L'homme, dont la silhouette généreuse et l'air jovial témoignaient d'un goût affirmé pour les plaisirs de la vie, posa une main sur son ventre proéminent avant de laisser échapper un rire sonore et contagieux. Sa chevelure rousse, légèrement ondulée, tombait en mèches épaisses sur ses épaules, mettant en valeur un visage marqué par des joues pleines et un nez rondouillard. Un chapeau panama d'un rouge bordeaux profond, orné d'une plume noire élégamment fixée sur le côté, complétait son allure singulière.
Son costume trois-pièces, impeccablement taillé dans une étoffe assortie à son couvre-chef, transpirait une certaine opulence. Les boutons dorés de sa veste, tendus par sa carrure généreuse, semblaient prêts à céder à tout instant, mais cela n'altérait en rien son élégance naturelle.

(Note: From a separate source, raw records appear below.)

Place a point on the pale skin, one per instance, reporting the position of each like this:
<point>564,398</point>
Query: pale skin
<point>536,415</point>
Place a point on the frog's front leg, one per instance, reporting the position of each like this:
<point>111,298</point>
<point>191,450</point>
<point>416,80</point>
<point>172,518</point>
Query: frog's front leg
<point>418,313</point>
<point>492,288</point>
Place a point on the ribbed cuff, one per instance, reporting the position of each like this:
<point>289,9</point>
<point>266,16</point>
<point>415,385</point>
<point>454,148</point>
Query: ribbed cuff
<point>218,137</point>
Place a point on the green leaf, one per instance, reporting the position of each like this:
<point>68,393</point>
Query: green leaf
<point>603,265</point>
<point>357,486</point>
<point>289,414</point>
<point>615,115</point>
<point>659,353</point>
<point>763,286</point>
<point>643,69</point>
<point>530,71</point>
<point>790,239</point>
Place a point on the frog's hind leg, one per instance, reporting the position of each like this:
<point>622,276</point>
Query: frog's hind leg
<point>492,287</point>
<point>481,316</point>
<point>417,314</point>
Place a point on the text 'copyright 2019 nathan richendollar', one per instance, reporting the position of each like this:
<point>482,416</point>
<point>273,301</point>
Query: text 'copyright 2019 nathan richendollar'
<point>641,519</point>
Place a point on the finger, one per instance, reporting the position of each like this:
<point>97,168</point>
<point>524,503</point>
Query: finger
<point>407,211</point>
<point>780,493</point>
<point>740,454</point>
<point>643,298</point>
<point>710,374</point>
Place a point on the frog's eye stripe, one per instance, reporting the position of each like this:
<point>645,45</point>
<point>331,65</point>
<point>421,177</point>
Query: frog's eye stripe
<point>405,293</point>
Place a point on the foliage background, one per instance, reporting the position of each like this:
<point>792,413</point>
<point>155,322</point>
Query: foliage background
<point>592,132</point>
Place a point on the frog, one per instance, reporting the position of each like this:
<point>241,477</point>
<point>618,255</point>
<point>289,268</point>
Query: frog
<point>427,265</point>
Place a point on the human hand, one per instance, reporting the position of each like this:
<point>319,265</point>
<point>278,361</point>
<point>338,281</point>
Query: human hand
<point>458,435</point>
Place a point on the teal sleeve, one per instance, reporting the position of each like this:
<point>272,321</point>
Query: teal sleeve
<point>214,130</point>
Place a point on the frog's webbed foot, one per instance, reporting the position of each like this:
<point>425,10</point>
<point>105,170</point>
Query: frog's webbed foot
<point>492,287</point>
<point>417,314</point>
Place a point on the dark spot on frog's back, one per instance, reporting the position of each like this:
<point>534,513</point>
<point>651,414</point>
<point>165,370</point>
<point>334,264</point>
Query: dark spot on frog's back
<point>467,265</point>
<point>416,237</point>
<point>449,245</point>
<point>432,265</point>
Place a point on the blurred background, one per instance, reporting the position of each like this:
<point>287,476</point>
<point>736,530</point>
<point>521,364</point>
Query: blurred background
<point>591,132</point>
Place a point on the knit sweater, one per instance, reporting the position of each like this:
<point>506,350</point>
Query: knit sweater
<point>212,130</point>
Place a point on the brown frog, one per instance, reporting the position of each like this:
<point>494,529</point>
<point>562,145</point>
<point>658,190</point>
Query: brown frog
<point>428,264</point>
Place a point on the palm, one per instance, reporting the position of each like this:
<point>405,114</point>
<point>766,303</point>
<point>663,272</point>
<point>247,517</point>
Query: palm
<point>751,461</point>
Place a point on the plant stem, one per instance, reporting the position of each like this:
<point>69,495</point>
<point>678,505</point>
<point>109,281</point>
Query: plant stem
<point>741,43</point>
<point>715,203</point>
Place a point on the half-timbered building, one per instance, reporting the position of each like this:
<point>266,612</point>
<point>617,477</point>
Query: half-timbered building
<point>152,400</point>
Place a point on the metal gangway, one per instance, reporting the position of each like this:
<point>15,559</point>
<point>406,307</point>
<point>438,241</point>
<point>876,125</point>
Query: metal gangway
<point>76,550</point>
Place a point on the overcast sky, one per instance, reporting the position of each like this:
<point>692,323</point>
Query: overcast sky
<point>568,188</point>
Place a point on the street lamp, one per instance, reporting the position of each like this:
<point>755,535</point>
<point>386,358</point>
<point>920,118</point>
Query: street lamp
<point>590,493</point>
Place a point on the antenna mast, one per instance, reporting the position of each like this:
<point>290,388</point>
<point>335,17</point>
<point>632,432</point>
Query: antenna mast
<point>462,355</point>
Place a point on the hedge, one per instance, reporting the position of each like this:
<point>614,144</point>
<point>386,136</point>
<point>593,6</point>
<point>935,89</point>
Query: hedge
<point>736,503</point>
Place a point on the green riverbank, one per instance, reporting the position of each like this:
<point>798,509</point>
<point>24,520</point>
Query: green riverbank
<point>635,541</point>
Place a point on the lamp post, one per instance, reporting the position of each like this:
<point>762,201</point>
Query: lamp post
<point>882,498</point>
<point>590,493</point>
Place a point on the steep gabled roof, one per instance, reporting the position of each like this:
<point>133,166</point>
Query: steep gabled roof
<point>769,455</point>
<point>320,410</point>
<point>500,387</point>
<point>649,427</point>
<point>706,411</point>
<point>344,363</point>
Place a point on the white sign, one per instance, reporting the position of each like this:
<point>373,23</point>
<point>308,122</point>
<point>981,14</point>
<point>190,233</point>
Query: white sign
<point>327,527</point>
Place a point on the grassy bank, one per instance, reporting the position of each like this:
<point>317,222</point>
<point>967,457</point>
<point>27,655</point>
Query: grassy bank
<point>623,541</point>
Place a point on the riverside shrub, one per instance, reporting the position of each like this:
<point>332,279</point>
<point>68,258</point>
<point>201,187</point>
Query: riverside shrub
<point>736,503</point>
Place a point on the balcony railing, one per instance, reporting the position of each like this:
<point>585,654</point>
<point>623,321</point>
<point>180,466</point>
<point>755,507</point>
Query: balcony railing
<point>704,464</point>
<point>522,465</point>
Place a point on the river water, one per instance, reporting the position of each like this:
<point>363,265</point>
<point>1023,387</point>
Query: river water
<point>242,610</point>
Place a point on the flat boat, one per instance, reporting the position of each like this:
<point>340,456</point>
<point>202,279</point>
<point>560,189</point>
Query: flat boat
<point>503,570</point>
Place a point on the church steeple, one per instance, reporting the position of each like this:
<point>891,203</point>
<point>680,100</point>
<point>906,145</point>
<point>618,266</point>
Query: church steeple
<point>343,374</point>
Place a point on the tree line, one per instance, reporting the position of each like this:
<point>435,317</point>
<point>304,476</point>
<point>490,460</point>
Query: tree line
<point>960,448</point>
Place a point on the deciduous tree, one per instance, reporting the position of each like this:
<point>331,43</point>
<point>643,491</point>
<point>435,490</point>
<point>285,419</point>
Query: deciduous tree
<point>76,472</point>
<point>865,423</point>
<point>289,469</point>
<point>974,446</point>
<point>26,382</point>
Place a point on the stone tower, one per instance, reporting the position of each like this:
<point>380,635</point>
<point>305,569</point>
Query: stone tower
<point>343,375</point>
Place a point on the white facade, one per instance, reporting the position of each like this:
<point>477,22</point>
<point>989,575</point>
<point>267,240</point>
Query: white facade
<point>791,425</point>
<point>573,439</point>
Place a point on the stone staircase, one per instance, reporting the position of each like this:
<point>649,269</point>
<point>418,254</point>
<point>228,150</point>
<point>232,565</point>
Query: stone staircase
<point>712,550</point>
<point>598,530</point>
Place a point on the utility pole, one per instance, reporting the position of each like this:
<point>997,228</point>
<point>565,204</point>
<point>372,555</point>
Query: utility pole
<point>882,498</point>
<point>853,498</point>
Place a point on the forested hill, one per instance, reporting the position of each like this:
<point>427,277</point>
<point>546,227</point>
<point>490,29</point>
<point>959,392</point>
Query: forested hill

— Oh, sachez que votre arrivée était espérée avec la plus grande impatience ! Madame souhaite s'entretenir avec vous, mais... ce n'est pas là une rencontre ordinaire.
Il ponctua sa phrase en frictionnant sa moustache d'un geste distrait, avant de désigner l'horizon d'un ample mouvement de la main.
— Ce que je peux vous assurer, toutefois, c'est qu'elle se trouve quelque part sur cette planète.
Zorth plissa légèrement les yeux, intrigué.
— Pardonnez mon impertinence, mais pourriez-vous éclairer ma lanterne ? Qui est donc cette « Madame » ? Et, plus encore, comment pourrions-nous espérer nous entretenir avec elle ?
Sa voix, bien que posée, trahissait une curiosité teintée d'appréhension. L'homme, qui ne s'était toujours pas présenté, tendit une missive à Zorth, lequel s'en empara sans tarder.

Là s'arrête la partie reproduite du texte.